Acadia National Park is 109 nears old today. The photos in this article were taken by me in Acadia National Park, October 2017.

The following (in italics) was posted today by Acadia National Park:

On July 8, 1916, President Woodrow Wilson proclaimed 5,000 acres of land donated to the United States by the Hancock County Trustees of Public Reservations as Sieur de Monts National Monument. The national monument encompassed the summit of Cadillac Mountain (named Wapuwoc by the Wabanaki People) and formed the beginning of Lafayette National Park, which was established by law in 1919 and renamed Acadia National Park in 1929. This was the first national park in the eastern United States.

Coincidently, the National Park Service was established on August 25, 1916, just seven weeks after Sieur de Monts National Monument. Along with Acadia National Park, the National Park Service manages 433 areas covering more than 85 million acres to “conserve the scenery and the natural and historic objects and the wild life therein and to provide for the enjoyment of the same in such manner and by such means as will leave them unimpaired for the enjoyment of future generations.”

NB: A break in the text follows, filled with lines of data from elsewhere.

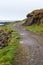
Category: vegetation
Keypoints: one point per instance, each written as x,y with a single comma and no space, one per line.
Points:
7,53
36,28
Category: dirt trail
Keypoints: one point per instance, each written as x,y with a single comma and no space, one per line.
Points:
32,47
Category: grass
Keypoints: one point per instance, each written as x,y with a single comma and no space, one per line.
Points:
35,28
7,54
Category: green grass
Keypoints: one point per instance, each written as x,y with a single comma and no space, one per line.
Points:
35,28
7,54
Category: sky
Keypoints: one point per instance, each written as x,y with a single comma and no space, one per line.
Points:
18,9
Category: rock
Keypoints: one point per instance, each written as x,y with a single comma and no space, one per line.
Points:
4,38
35,17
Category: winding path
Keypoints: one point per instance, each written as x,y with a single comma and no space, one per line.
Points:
32,47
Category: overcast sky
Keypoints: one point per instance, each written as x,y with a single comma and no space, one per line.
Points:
17,9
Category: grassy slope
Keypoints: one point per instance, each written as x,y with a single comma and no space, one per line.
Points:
7,54
36,28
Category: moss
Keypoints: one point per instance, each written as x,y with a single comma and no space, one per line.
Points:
7,54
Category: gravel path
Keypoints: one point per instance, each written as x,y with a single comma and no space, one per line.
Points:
32,47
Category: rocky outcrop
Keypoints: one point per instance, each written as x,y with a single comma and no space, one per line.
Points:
35,17
4,38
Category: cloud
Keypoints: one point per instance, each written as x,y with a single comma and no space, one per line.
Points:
17,9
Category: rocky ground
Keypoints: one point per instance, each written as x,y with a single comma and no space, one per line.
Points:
32,47
4,38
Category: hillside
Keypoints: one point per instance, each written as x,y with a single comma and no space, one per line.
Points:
34,21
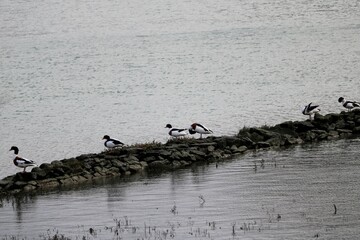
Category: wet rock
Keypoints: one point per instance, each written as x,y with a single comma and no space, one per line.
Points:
48,183
160,165
263,145
210,148
134,168
303,126
28,188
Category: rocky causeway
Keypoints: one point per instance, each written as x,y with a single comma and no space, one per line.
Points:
179,153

Acadia National Park continues to be a place of enduring and immeasurable importance to the Wabanaki, People of the Dawnland. Resistant and resilient, Wabanaki people are still here. We gratefully acknowledge the Houlton Band of Maliseet Indians, Mi’kmaq Nation, Passamaquoddy Tribe at Motahkokmikuk, Passamaquoddy Tribe at Sipayik, and the Penobscot Indian Nation on whose ancestral homelands we now gather.